# What is the continuity of f(t) = 3 - sqrt(9-t^2)?

May 1, 2015

$f \left(t\right) = 3 - \sqrt{9 - {t}^{2}}$ has domain $\left[- 3 , 3\right]$

For $a$ in $\left(- 3 , 3\right)$, ${\lim}_{t \rightarrow a} f \left(t\right) = f \left(a\right)$ because

${\lim}_{t \rightarrow a} \left(3 - \sqrt{9 - {t}^{2}}\right) = 3 - {\lim}_{t \rightarrow a} \sqrt{9 - {t}^{2}}$

= 3-sqrt(lim_(trarra) (9-t^2)) = 3-sqrt(9-lim_(trarra) t^2))

$= 3 - \sqrt{9 - {a}^{2}} = f \left(a\right)$

So $f$ is continuous on $\left(- 3 , 3\right)$.
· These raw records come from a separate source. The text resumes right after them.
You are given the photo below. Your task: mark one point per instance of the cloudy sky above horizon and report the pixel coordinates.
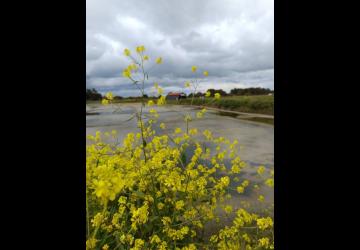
(232, 39)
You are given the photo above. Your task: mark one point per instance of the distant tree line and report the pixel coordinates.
(236, 92)
(92, 94)
(251, 91)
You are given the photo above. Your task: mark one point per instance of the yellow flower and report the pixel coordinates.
(228, 209)
(159, 60)
(240, 189)
(261, 198)
(150, 103)
(161, 100)
(105, 247)
(155, 239)
(264, 242)
(104, 101)
(91, 243)
(127, 52)
(160, 205)
(179, 205)
(264, 223)
(139, 243)
(261, 170)
(160, 91)
(140, 49)
(270, 182)
(109, 96)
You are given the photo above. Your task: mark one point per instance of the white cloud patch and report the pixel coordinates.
(233, 40)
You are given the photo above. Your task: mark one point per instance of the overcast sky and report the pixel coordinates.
(232, 39)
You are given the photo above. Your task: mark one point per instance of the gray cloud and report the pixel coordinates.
(231, 39)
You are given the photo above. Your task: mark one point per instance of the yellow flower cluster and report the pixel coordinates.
(159, 191)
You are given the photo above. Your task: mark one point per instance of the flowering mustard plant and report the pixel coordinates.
(149, 192)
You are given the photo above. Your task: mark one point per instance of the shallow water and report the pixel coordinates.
(256, 139)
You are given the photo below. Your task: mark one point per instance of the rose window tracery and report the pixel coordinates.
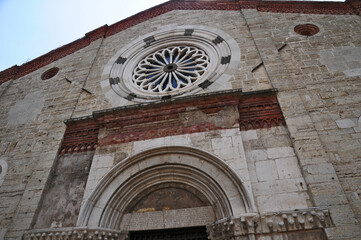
(170, 69)
(171, 62)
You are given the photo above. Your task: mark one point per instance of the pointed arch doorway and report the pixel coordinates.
(193, 233)
(166, 188)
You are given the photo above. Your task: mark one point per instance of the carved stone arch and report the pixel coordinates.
(203, 172)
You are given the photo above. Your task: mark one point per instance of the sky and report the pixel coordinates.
(31, 28)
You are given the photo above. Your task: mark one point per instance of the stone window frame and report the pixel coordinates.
(222, 49)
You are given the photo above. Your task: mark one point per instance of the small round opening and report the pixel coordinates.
(49, 73)
(306, 29)
(170, 67)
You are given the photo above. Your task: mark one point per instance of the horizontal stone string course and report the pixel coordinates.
(348, 7)
(288, 221)
(76, 233)
(200, 114)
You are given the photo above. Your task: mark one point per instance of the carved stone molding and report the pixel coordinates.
(287, 221)
(75, 233)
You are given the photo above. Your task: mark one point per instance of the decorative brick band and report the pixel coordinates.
(80, 137)
(259, 112)
(348, 7)
(185, 115)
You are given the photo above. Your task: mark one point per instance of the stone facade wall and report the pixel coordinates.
(31, 128)
(231, 22)
(313, 161)
(326, 69)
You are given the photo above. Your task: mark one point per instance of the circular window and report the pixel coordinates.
(306, 29)
(49, 73)
(170, 69)
(171, 62)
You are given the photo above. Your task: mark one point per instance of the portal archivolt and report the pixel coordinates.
(167, 179)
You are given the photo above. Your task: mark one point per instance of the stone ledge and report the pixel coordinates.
(285, 221)
(75, 233)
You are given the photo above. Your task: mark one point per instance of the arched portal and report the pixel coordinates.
(199, 181)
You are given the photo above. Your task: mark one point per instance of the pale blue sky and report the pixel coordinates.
(31, 28)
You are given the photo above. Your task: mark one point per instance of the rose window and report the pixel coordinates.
(170, 69)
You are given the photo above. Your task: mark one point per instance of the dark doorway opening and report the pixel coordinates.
(194, 233)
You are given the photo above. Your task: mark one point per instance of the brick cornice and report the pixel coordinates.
(201, 113)
(348, 7)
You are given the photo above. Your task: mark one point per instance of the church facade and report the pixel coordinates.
(190, 120)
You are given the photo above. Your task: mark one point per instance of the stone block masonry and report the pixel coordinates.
(298, 149)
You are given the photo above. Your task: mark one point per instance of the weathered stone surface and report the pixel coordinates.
(313, 161)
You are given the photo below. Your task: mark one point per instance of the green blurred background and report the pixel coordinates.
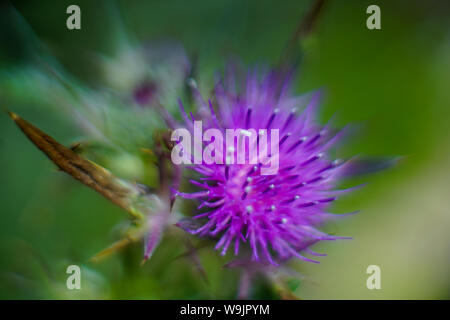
(393, 83)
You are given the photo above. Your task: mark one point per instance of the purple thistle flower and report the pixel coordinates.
(275, 215)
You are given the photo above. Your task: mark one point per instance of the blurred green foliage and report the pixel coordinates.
(392, 82)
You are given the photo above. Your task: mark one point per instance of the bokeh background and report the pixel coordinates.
(392, 83)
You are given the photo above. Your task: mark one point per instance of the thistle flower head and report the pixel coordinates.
(275, 215)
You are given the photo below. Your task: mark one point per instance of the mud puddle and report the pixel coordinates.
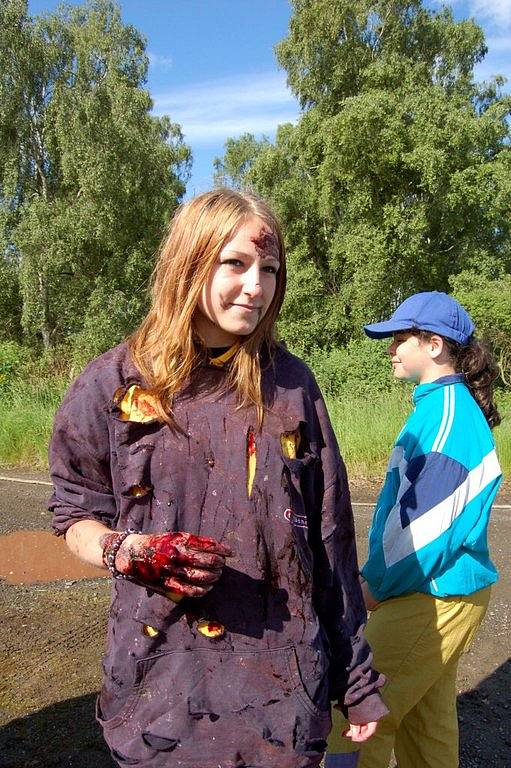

Similar reasoning will show that

${\lim}_{t \rightarrow - {3}^{+}} f \left(t\right) = f \left(- 3\right)$ and

${\lim}_{t \rightarrow {3}^{-}} f \left(t\right) = f \left(3\right)$

So $f$ is continuous on $\left[- 3 , 3\right]$.